Sunday, July 1, 2007
DAWSON CITY, YUKON — Val and I were still in the sofa bed this morning when Mum opened the door, dressed in her red and white regalia for Canada Day, to greet the day. I had put up some little Canada Day flags and balloons around the trailer last night to prepare for the day. We got up and at ‘em, had some breakfast and headed in to town for the parade.
In a town the size of Dawson (about 1400 people), everybody gets into the act. Five Mounties were there in their Red Serge, posing for photos with the tourists (including us!), ready to lead the procession. There were antique cars, kids with their bicycles all decorated with streamers and flags, all the fire engines in town, and a couple of floats as well. The whole bunch, participants and spectators alike, ended up at the Victory Garden next to the museum for big slabs of birthday cake and juice.

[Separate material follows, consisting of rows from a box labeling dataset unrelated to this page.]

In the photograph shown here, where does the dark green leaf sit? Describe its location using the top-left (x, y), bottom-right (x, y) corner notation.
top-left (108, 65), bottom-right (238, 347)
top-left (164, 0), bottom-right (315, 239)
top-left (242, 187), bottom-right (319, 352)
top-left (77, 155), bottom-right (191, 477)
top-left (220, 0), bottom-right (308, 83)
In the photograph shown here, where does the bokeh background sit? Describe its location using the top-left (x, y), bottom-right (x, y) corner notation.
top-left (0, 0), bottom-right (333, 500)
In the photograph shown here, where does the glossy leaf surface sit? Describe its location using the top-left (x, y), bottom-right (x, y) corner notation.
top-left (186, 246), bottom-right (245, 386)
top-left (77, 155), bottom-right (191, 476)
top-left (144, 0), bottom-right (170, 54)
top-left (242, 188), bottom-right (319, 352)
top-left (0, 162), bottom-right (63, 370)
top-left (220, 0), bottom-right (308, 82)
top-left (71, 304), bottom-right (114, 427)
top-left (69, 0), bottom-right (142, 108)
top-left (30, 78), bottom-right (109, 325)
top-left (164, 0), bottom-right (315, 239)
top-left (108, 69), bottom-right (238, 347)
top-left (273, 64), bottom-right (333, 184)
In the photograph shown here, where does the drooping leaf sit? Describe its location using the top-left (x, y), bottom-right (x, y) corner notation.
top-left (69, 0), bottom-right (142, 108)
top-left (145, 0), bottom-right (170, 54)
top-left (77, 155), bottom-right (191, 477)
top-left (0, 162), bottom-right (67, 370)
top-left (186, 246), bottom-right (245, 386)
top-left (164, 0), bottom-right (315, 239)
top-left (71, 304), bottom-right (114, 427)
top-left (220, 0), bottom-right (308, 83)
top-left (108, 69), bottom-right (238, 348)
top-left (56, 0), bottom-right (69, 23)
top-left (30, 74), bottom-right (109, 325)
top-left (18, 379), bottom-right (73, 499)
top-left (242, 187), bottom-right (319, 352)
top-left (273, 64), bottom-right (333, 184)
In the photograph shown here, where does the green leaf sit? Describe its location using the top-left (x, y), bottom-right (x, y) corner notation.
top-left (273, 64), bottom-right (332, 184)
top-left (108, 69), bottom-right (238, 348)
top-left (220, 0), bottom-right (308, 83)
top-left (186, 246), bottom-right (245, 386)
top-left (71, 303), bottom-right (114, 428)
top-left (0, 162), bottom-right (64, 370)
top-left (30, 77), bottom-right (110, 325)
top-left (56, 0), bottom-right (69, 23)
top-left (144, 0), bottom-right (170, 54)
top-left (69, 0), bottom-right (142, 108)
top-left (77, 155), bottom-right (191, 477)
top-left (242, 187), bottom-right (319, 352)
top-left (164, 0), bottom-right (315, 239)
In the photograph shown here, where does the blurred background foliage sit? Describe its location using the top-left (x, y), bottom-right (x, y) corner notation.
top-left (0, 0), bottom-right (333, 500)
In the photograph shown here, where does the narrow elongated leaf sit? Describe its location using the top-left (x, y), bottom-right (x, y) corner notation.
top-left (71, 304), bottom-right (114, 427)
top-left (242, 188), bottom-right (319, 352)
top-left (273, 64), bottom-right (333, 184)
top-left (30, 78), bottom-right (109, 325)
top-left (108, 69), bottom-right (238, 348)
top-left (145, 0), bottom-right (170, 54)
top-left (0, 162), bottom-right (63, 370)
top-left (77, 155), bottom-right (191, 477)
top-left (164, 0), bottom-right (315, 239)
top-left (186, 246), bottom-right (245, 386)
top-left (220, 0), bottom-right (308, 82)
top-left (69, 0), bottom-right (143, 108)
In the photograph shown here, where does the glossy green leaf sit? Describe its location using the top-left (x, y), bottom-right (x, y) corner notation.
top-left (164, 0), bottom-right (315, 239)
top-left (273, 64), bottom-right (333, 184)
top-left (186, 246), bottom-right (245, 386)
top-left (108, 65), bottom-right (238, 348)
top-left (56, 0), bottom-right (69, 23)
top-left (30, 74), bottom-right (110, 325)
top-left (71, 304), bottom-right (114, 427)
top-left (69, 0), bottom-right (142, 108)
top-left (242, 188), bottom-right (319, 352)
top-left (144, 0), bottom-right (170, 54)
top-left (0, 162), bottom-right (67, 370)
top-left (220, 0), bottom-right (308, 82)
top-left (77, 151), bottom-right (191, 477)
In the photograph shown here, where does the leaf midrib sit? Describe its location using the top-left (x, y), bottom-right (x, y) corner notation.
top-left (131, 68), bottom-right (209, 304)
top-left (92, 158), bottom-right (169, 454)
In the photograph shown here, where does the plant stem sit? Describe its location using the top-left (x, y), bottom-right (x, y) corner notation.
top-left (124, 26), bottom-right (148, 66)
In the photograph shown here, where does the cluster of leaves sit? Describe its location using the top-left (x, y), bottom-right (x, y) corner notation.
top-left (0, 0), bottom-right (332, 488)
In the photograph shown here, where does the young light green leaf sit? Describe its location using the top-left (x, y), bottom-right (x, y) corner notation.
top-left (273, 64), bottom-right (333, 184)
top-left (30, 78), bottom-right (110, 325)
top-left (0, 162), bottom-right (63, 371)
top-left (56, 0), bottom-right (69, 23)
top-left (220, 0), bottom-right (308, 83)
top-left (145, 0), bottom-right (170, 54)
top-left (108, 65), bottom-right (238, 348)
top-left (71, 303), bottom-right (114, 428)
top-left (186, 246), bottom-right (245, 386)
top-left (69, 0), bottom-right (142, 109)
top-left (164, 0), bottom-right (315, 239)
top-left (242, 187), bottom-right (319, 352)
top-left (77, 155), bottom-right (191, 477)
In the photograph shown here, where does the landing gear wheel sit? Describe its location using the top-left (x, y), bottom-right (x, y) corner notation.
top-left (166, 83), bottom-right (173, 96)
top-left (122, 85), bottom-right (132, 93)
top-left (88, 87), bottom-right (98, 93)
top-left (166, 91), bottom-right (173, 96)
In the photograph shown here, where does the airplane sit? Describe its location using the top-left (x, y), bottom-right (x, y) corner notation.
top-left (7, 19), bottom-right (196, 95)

We strolled through the town to the Commissioner’s residence to watch "The Mounties Get Their Man", a skit by two Parks Canada employees dressed in period costume. The Mountie of the pair was Special Constable Kate Ryan, who rode up on Thunder, her horse (made of a sock and a broomstick) to arrest the nefarious Fred, known for smuggling gold and other unsavory activities. The young lady who played Kate was impersonating a real character, as women were hired from time to time as matrons and given special constable status by the NWMP. It was a fun way to absorb some early RCMP history.
After lunch we brought Mum back to the trailer for a snooze and went back to browse through the Visitor Centre. When we arrived we were offered another slab of Canada Day birthday cake! We started chatting with an American couple who have been stuck in Dawson for two weeks because of complications involving a broken drive shaft on their truck. They’ve enjoyed every bit of their enforced stay! We also took a quick look at some fascinating film footage of gold-digging from the early days.
With Mum back with us, we tromped over to the Palace Grand Theatre, a wonderful two-storey wooden building, to see the "Great Klondike Character Contest". Six young actors described their roles in the life of Dawson’s history with actual photos as the backdrop, and the audience had to vote with their applause for the one they liked the best. Was it the Mountie, who brought law and order? Or Klondike Kate, with the heart of gold? The winner was old Mrs. Tremblay, the first woman to come to the Klondike, who prepared a Christmas dinner for the entire community, sending out invitations on pieces of bark and asking her guests to bring their own cutlery.
A free concert in the gazebo was next on the agenda, with a salmon barbeque offered at the same venue, on the dike next to the Yukon River. We balanced paper plates and lemonade glasses as we made our way to a grassy spot to sit down and eat (all the picnic tables were already claimed) and listen to the music. Then on to the ice cream parlour for dessert and a brief pause to consume our cones on real chairs set out along the board walk.
The finale of the evening was a visit to the log cabin of Robert Service where a character named Johnny, dressed in bowler hat, striped pants and vest, related the life story of this famed poet and recited some of his works. Johnny asked everyone in the audience where they were from, and wove comments into his anecdotes to draw in each person, even giving the cue to one woman to scream at the appropriate spot in The Shooting of Dan McGrew! He did a terrific job.
By the end of a day sitting in hard chairs at the theatre, on the grass at the barbeque and on wooden benches at the log cabin, our backsides were done in, and the soft chairs and couch at the trailer were a welcome resting place at the end of a glorious Canada Day under the midnight sun.